La capacidad de generación de caja. Especialmente importante cuando se plantea recurrir a deuda.

El potencial de crecimiento. Los proyectos con una elevada capacidad de expansión pueden encontrar en la entrada de capital una herramienta para acelerar su desarrollo.

El horizonte temporal. La financiación debe estar alineada con el plazo en el que la inversión prevista va a generar resultados.

¿Y por qué elegir solo una opción?

En muchas ocasiones, la mejor estructura financiera combina diferentes fuentes. Capital, deuda, ayudas públicas y recursos propios pueden complementarse para financiar un proyecto de forma equilibrada.

Por ejemplo, una empresa puede utilizar capital para financiar su expansión, deuda para determinadas inversiones productivas y ayudas públicas para proyectos de innovación o digitalización.

La combinación adecuada dependerá de las características de cada empresa y de su plan de crecimiento.

La financiación como herramienta, no como objetivo

Conseguir financiación no debería ser el objetivo final. La financiación es una herramienta para ejecutar una estrategia empresarial.
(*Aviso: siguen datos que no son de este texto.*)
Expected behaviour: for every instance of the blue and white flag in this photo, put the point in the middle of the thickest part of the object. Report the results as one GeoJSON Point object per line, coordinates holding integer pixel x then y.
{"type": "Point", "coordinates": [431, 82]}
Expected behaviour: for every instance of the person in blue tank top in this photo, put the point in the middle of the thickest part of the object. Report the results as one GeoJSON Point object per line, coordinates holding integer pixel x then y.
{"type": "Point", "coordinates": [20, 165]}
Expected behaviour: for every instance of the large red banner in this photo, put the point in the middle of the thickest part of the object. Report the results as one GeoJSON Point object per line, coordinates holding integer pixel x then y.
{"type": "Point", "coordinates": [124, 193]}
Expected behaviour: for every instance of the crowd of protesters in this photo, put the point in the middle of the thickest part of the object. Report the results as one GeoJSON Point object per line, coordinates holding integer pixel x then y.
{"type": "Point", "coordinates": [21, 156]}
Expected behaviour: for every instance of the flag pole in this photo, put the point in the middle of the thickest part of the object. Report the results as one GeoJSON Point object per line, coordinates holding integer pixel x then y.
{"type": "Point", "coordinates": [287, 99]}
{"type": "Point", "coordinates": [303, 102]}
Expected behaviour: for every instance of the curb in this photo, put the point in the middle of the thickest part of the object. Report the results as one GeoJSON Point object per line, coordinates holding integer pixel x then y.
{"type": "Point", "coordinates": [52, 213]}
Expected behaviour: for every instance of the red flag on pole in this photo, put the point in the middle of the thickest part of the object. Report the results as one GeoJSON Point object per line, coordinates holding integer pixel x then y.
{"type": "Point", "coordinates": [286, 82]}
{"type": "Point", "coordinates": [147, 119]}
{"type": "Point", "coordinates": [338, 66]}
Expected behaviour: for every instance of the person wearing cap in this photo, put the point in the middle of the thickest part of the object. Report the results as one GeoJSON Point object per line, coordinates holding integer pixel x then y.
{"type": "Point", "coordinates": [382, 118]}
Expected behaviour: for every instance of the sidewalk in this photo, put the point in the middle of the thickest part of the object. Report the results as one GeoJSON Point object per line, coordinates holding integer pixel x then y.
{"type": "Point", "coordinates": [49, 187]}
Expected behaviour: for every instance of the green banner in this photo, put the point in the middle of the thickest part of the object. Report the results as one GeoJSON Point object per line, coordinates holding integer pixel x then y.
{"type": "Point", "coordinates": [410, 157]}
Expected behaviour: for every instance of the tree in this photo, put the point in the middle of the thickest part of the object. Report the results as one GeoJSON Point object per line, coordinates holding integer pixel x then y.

Por eso, antes de buscar recursos, una empresa debería tener claro qué quiere conseguir, cuánto necesita, para qué lo necesita y qué estructura financiera le permite hacerlo sin comprometer su futuro.

En DIR analizamos cada proyecto de manera individual, teniendo en cuenta su situación, sus necesidades y su potencial de crecimiento. Porque no se trata simplemente de encontrar financiación.

Se trata de encontrar la financiación adecuada para que una empresa pueda crecer.